You expected a patch in just 10 business days (2 business weeks)? Once
they determine what solution to implement and the code change needed for
that solution, then they have to regression test the change on every
vulnerable version of Windows in which a version of DirectX is affected.
That code change may need to be incorporated in MANY versions of DirectX
starting with the first version of it that is supported on the
vulnerable versions of Windows. Wow, you don't ask for much.

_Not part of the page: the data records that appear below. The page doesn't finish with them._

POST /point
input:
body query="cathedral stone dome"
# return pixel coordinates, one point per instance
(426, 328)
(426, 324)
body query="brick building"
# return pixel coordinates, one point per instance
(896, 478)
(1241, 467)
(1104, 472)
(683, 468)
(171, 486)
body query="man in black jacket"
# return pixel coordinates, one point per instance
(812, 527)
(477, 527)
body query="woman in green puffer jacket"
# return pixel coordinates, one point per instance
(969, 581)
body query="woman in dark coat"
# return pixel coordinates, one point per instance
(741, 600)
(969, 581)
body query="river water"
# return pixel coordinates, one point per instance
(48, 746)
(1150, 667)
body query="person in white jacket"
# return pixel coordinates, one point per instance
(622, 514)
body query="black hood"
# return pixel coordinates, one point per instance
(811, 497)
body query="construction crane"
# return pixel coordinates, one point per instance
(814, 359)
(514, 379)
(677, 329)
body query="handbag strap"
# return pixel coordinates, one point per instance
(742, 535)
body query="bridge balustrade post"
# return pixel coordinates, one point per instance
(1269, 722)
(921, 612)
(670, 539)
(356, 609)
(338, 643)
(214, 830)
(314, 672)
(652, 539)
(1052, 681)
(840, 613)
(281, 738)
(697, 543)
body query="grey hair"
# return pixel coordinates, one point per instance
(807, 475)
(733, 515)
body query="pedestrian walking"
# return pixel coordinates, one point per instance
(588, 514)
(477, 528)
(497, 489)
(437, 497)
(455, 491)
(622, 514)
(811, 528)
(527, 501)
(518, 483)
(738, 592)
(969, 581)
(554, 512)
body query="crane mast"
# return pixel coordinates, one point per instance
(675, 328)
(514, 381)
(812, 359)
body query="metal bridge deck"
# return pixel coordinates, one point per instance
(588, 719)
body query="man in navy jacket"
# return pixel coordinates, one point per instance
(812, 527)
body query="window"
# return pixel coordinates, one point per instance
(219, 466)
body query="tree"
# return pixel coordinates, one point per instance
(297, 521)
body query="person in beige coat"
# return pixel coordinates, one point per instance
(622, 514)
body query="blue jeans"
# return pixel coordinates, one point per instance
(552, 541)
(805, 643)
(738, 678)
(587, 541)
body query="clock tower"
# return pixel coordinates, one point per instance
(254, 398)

"In a Web-based attack scenario, an attacker would have to host a Web
site that contains a Web page that is used to exploit this
vulnerability. An attacker would have no way to force users to visit a
malicious Web site. Instead, an attacker would have to convince them to
visit the Web site, typically by getting them to click a link that takes
them to the attacker's Web site."
You might want to stick with well-known, highly-trafficked, and trusted
sites in the meantime. No "blue movie" sites for you for awhile. >;->
Do you actually visit sites using QT video formats? I can find them but
I have to actually go search for them. When I wanted to test a QT
install, I knew a couple of game sites with video movies of previews or
gameplays but they switched to Flash.
My first thought was to reassociate the Quicktime filetypes back to the
QuickTime Player and have it play those files. Guess that won't help.
According to Microsoft's Security Research & Defense blog at
http://blogs.technet.com/srd/archive/2009/05/28/new-vulnerability-in-quicktime-parsing.aspx,
"whether youʼve installed Appleʼs QuickTime or not, the vulnerability is
in the Microsoftʼs quartz.dll and itʼs possible to craft an attack to
call that DLL on the system regardless of whether Appleʼs QuickTime is
present."
Guess you can perform the workarounds that the Microsoft advisory
suggests or wait until a patch is released and be paranoid in the
meantime (or just be safer as to where you surf).